Monaco - Manchester City: L'ASM fière de tirer le foot français vers le haut (et fair-play avec... l'OL)
FOOTBALL•Vadim Vasilyev aurait bien aimé que le PSG soit aussi en quarts de C1 et souhaite bon courage à Lyon...W.P.
Ce qui est frappant avec cette équipe de l’AS Monaco, c’est qu’elle joue toujours collectif et ce, à chaque étage. Sur le terrain, les individualités s’expriment pour le bien de l’équipe. A l’échelle du club, c’est pareil. On gagne pour soi mais aussi la France. A en croire les propos de Vadim Vasilyev, le regard pétillant et le sourire aux lèvres en zone mixte, les Monégasques sont très fiers d’apporter de précieux points au football français sur la scène européenne.
« « On est digne de l’histoire de notre club et on a bien porté les couleurs du football français, c’est bien pour l’indice UEFA, c’est très important de rattraper l’Italie [4e à l’indice] un jour » »
Le moment de dire que la Ligue 1 est très forte
Avant lui, Leonardo Jardim avait tenu un discours assez similaire en conférence de presse, insistant sur le fait que la Ligue 1 est un grand championnat puisqu’un de ses clubs a poutré un grand de Premier League. « On représente la France du foot. C’est le moment de dire que notre championnat est très fort aussi quand on élimine City avec un tel entraîneur, de tels joueurs », s’est ainsi vanté le technicien portugais.
En revanche, n’allez pas croire que Vasilyev se réjouit du fait que son club soit le seul représentant de l’Hexagone en quarts de finale de la Ligue des champions. « J’aurais aimé que le PSG soit là, ç’aurait été important pour le football français », a-t-il ajouté. Et de poursuivre, sur la même lignée, en envoyant des mots d’encouragement à l’Olympique Lyonnais, qui disputera un huitième de finale retour d' Europa League compliqué chez la Roma :
« « Je souhaite bonne chance à Lyon contre la Roma, j’espère qu’ils vont gagner. » »
D’ailleurs, on en est où de cette histoire d’indice UEFA ?
C’est assez simple. On a enfin réussi à semer (temporairement) la Russie et le Portugal (surtout les Portugais, car les Russes restent en embuscade) mais l’Italie reste pour le moment hors d’atteinte.
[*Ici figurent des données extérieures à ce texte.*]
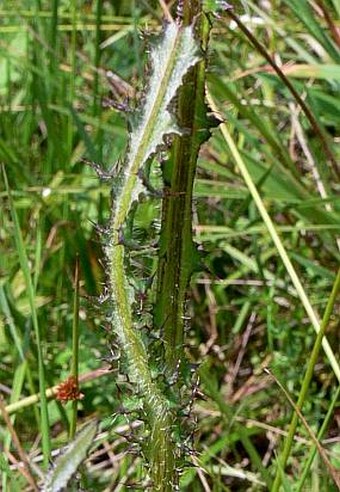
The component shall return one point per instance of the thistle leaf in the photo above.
(170, 61)
(67, 463)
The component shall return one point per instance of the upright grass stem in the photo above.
(306, 381)
(75, 347)
(177, 251)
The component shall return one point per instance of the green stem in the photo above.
(31, 299)
(75, 347)
(306, 382)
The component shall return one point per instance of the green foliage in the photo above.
(67, 463)
(65, 67)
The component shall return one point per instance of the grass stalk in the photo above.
(75, 348)
(306, 382)
(320, 435)
(31, 297)
(276, 239)
(308, 113)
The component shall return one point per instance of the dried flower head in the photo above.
(68, 390)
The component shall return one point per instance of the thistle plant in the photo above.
(173, 110)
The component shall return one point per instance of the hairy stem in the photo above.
(177, 251)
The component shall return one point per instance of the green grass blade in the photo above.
(31, 297)
(307, 380)
(276, 240)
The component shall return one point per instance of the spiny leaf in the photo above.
(67, 463)
(170, 61)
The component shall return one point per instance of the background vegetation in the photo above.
(66, 68)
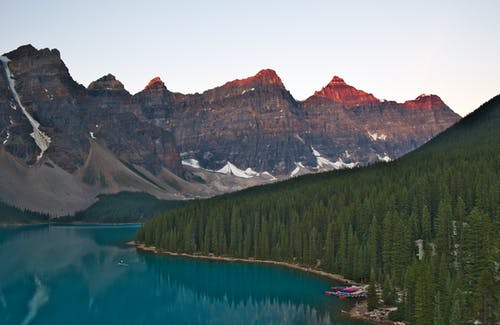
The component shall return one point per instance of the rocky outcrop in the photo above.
(340, 92)
(256, 123)
(73, 116)
(344, 121)
(101, 139)
(253, 122)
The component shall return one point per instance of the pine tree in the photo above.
(372, 292)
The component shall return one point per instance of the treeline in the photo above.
(13, 215)
(124, 207)
(425, 227)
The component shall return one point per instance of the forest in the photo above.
(425, 227)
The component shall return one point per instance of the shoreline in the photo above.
(358, 311)
(331, 276)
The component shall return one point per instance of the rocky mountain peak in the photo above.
(269, 76)
(425, 102)
(155, 83)
(336, 81)
(265, 77)
(27, 51)
(338, 91)
(108, 83)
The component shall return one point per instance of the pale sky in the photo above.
(393, 49)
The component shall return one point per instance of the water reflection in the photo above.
(71, 275)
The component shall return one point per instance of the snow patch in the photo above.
(250, 172)
(247, 91)
(230, 169)
(297, 169)
(267, 174)
(41, 139)
(322, 162)
(375, 136)
(191, 163)
(384, 158)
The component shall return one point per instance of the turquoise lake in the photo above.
(72, 275)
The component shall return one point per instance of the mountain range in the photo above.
(62, 144)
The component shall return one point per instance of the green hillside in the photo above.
(446, 196)
(123, 207)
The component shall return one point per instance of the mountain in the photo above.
(255, 123)
(63, 144)
(425, 225)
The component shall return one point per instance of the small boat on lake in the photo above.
(122, 263)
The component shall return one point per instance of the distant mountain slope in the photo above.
(62, 144)
(426, 224)
(255, 123)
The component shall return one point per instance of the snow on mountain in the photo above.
(322, 162)
(267, 174)
(191, 163)
(250, 172)
(230, 169)
(41, 139)
(384, 158)
(375, 136)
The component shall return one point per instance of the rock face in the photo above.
(73, 116)
(344, 121)
(255, 123)
(252, 123)
(37, 92)
(101, 139)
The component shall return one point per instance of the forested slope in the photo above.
(444, 197)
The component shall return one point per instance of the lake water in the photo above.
(72, 275)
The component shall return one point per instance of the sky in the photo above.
(396, 50)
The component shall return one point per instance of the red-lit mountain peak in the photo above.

Maintenant qu’on a dit ça, que peut-on faire pour rattraper les Transalpins ? Déjà, il faut avoir une valeur sûre comme la Juve, qui alterne entre les quarts, les demies et les finales de Ligue des champions. A côté de cela, il faut qu’au moins une équipe suive le rythme en Europa League.
Typiquement, 2016-17 serait un modèle du genre pour la Ligue 1 si Lyon venait à se qualifier pour les quarts de l’Europa League. Et donc, il faudrait répéter ça sur cinq années tout en espérant que les Italiens connaissent un creux. Mission pas très possible, donc. Bref, on n’attend plus que le PSG jour son rôle de « Juventus à la française ». Avant ça, on pourra toujours remercier l’AS Monaco de sauver les meubles cette année.